On dira que le chef de Kakhol Lavan n’avait simplement pas le choix. Que, faite de bric et de broc, sa courte majorité ne lui permettait pas de constituer un gouvernement. Que, enfin, ce qu’il a obtenu est tout de même mieux que ce que l’on avait. Car si la parité entre les deux principales composantes de la coalition en assure la paralysie, elle marque aussi un coup d’arrêt à l’entreprise de démantèlement de la démocratie libérale israélienne. En effet, ne s’est-il pas assuré la maîtrise des deux bastions principaux du Likoud dans sa guerre contre l’Etat de droit, la Justice et les Communications ?
C’est de la poudre aux yeux. Trois campagnes électorales durant, Gantz a promis à ses compatriotes que jamais, au grand jamais il ne servirait sous un homme inculpé de crimes graves. C’était même là son principal, que dis-je, son unique argument de campagne. Le voici qu’il fait précisément cela, non sans avoir au passage détruit son parti et concédé au Premier ministre une victoire que les urnes lui avaient refusée. Ce faisant, il a trahi les centaines de milliers d’électeurs qui ont voté pour lui sur la foi de cette promesse. De cette fraude morale, tout découle.

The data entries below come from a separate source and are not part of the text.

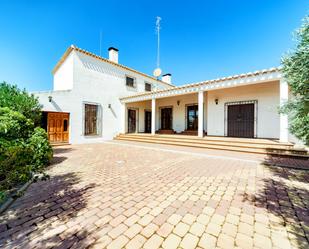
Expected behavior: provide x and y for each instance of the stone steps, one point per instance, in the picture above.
(230, 144)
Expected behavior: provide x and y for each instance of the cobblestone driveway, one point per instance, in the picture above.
(115, 196)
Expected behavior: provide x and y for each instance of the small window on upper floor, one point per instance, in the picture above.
(147, 87)
(130, 81)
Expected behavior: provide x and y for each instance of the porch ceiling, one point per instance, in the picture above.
(261, 76)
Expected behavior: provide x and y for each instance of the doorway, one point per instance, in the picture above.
(166, 118)
(58, 127)
(147, 121)
(240, 120)
(131, 121)
(192, 117)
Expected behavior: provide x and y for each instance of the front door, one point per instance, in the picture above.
(192, 117)
(147, 121)
(240, 120)
(131, 121)
(166, 119)
(58, 127)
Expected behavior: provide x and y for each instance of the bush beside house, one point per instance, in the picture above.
(296, 72)
(24, 147)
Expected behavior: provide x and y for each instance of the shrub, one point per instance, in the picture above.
(24, 150)
(14, 125)
(295, 71)
(15, 163)
(21, 101)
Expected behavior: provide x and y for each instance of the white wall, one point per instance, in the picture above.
(95, 82)
(63, 77)
(267, 96)
(179, 111)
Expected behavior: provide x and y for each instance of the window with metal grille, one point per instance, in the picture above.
(130, 81)
(91, 120)
(148, 87)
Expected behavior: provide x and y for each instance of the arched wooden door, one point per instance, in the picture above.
(58, 127)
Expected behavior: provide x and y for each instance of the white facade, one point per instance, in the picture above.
(83, 78)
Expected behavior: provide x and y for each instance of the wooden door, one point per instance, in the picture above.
(240, 120)
(147, 121)
(58, 127)
(166, 118)
(192, 117)
(131, 121)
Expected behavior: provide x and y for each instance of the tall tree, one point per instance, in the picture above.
(296, 72)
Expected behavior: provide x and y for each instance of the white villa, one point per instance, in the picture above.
(95, 99)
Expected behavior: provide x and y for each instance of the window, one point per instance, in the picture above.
(130, 81)
(91, 119)
(148, 87)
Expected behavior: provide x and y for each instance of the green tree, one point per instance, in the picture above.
(296, 72)
(21, 101)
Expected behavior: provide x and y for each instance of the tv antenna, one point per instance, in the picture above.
(157, 72)
(100, 43)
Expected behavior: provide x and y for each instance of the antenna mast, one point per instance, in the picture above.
(158, 33)
(157, 72)
(101, 43)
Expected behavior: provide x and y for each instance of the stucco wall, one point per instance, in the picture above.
(179, 111)
(267, 96)
(63, 77)
(95, 82)
(140, 107)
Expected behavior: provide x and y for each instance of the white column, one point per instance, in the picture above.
(284, 95)
(200, 114)
(123, 118)
(153, 116)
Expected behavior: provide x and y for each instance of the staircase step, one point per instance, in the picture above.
(212, 142)
(210, 138)
(200, 143)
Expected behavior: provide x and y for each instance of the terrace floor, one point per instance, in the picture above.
(127, 195)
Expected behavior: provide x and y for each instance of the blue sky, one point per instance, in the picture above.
(199, 39)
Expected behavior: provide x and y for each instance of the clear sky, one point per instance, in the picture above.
(199, 39)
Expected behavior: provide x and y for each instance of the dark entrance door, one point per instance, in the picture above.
(131, 121)
(166, 118)
(147, 121)
(192, 117)
(240, 120)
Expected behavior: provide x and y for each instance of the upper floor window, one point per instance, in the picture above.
(147, 87)
(130, 81)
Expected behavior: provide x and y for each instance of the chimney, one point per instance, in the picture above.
(113, 54)
(167, 78)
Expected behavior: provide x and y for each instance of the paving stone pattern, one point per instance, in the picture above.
(115, 196)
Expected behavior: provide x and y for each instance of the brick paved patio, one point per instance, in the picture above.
(115, 196)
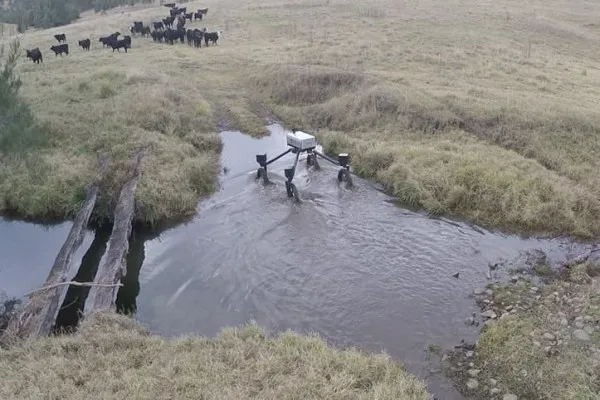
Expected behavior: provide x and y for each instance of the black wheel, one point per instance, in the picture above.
(294, 192)
(344, 176)
(261, 173)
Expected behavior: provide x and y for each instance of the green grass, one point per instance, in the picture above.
(480, 111)
(111, 357)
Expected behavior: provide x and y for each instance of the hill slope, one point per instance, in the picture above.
(482, 110)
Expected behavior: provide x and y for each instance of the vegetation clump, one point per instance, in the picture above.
(111, 356)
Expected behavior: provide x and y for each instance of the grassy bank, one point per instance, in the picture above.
(112, 357)
(481, 110)
(545, 344)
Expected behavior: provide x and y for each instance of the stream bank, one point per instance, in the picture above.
(347, 264)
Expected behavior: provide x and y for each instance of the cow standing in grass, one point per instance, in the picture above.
(85, 44)
(35, 55)
(212, 37)
(60, 49)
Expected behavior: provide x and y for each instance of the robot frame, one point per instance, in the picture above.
(300, 142)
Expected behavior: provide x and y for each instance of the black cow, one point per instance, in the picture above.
(173, 34)
(85, 44)
(35, 55)
(119, 44)
(60, 49)
(198, 35)
(138, 27)
(158, 36)
(107, 39)
(212, 37)
(189, 36)
(180, 21)
(169, 21)
(61, 37)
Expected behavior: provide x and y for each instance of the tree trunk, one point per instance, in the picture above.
(39, 314)
(113, 268)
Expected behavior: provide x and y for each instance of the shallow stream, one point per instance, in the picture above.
(346, 263)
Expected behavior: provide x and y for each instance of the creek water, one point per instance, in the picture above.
(345, 263)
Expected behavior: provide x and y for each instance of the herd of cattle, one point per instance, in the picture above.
(162, 31)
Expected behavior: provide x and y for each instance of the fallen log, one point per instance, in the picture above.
(580, 258)
(39, 314)
(103, 294)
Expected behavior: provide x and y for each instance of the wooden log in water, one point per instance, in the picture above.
(39, 314)
(102, 296)
(580, 259)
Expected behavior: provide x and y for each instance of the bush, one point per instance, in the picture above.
(18, 130)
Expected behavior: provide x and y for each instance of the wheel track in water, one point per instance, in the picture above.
(347, 264)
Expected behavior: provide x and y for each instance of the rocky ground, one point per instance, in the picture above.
(540, 335)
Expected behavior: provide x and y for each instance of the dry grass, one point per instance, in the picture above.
(111, 357)
(514, 351)
(479, 109)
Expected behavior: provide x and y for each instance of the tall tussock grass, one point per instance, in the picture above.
(490, 166)
(456, 121)
(239, 363)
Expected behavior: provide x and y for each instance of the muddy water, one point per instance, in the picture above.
(27, 252)
(345, 263)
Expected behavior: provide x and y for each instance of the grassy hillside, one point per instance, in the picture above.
(111, 357)
(479, 109)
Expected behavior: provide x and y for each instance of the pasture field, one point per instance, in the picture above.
(483, 110)
(112, 357)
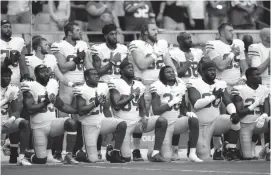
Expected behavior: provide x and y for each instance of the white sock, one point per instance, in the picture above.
(154, 152)
(21, 156)
(192, 151)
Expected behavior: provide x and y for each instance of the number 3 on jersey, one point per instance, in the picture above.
(78, 67)
(45, 109)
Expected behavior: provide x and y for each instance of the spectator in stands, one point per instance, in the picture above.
(198, 14)
(137, 13)
(60, 13)
(100, 13)
(19, 11)
(217, 11)
(241, 14)
(79, 13)
(248, 40)
(175, 14)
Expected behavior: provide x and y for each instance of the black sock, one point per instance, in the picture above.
(160, 132)
(193, 132)
(120, 134)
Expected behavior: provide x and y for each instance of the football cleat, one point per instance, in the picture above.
(156, 158)
(69, 159)
(175, 155)
(116, 157)
(137, 155)
(217, 155)
(58, 156)
(109, 148)
(23, 162)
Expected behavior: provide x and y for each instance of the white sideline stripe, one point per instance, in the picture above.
(198, 171)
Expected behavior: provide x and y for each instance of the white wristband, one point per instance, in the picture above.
(231, 55)
(154, 56)
(264, 115)
(70, 84)
(231, 108)
(171, 103)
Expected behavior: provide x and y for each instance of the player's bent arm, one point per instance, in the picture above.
(60, 105)
(64, 65)
(181, 70)
(15, 106)
(168, 61)
(30, 105)
(243, 65)
(142, 107)
(118, 103)
(97, 64)
(142, 61)
(240, 109)
(157, 108)
(88, 60)
(183, 107)
(106, 107)
(23, 66)
(59, 75)
(82, 108)
(196, 100)
(222, 64)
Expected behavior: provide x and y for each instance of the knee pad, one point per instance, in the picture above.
(70, 125)
(194, 122)
(161, 122)
(24, 124)
(137, 135)
(127, 159)
(122, 125)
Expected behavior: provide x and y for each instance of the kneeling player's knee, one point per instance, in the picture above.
(161, 122)
(70, 125)
(193, 122)
(24, 125)
(37, 160)
(137, 135)
(122, 125)
(127, 159)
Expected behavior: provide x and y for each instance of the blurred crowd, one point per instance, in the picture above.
(130, 15)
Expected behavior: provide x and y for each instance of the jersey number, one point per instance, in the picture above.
(156, 65)
(215, 103)
(176, 107)
(128, 107)
(115, 68)
(96, 110)
(77, 66)
(250, 101)
(192, 70)
(46, 108)
(142, 12)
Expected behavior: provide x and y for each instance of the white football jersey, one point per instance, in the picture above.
(49, 60)
(105, 53)
(210, 112)
(179, 56)
(153, 71)
(259, 54)
(130, 112)
(10, 92)
(38, 91)
(232, 74)
(88, 93)
(167, 93)
(15, 44)
(248, 96)
(69, 52)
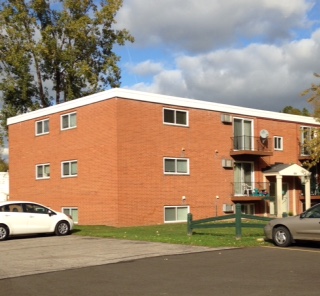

Lui qui avait fait de la défense de l’Etat de droit le cœur de son action, il a accepté de donner à Netanyahou le droit de veto sur les nominations de l’avocat général et du procureur de l’Etat, les deux personnages clés dans la procédure judiciaire qui lui pend au cou, et, de facto, sur la sélection des juges à la Cour suprême.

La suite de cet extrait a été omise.